The burly officer flattened his lips into a look, then waved impatiently toward the table again.
I still didn’t move.
They had to interview witnesses separately—that was standard procedure,
blah, blah, blah
—but I still didn’t like the idea of being alone with this lumbering gorilla who looked like he bench-pressed Hondas in his spare time. Was I being a paranoid dick about it? Sure. I was a fan of staying alive. Most of the Nephilim were fans of the opposite, especially when it pertained to guys like me.
“Quit wasting my time, Westland,” he said.
That made me dig in even harder. I’d been cooling my heels for close to two and a half hours, and none of the officers had asked for my name. I hadn’t offered it, either, just sat and waited like a good little drone. Now I flashed back to the moment he’d come in through the window. That little lift of his ginger brows.
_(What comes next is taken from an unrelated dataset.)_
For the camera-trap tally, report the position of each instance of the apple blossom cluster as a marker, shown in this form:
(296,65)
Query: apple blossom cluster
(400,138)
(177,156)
“You know me from somewhere?” I demanded, and yeah, I sounded suspicious—because I was. He gave me a look again. This one as much as said, “
Why the hell are you even asking?
”
Eventually he grumbled, “Fine. You want to play it like that, but they’re all busy out there. No one can hear us.”
Right
, I mused.
Because that totally fills me with confidence.
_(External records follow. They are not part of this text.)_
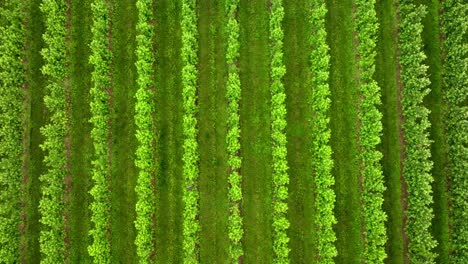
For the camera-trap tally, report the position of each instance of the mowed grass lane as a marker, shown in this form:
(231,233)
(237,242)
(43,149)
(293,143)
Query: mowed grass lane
(434,101)
(124,173)
(255,130)
(80,129)
(169,112)
(38,116)
(343,123)
(212,117)
(298,86)
(386,76)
Roarke tried herding me back toward the table by advancing one ponderous step at a time. I didn’t appreciate the idea of having the Big Blue Ox all up in my personal space, and there was no direction to go but backward, stopping when my legs met with the edge of the kitchen table. Even so I refused to sit down. Instead, I stood there with my fists stuffed into the pockets of my leather jacket, defiantly meeting his eyes while I held tight to my cowl.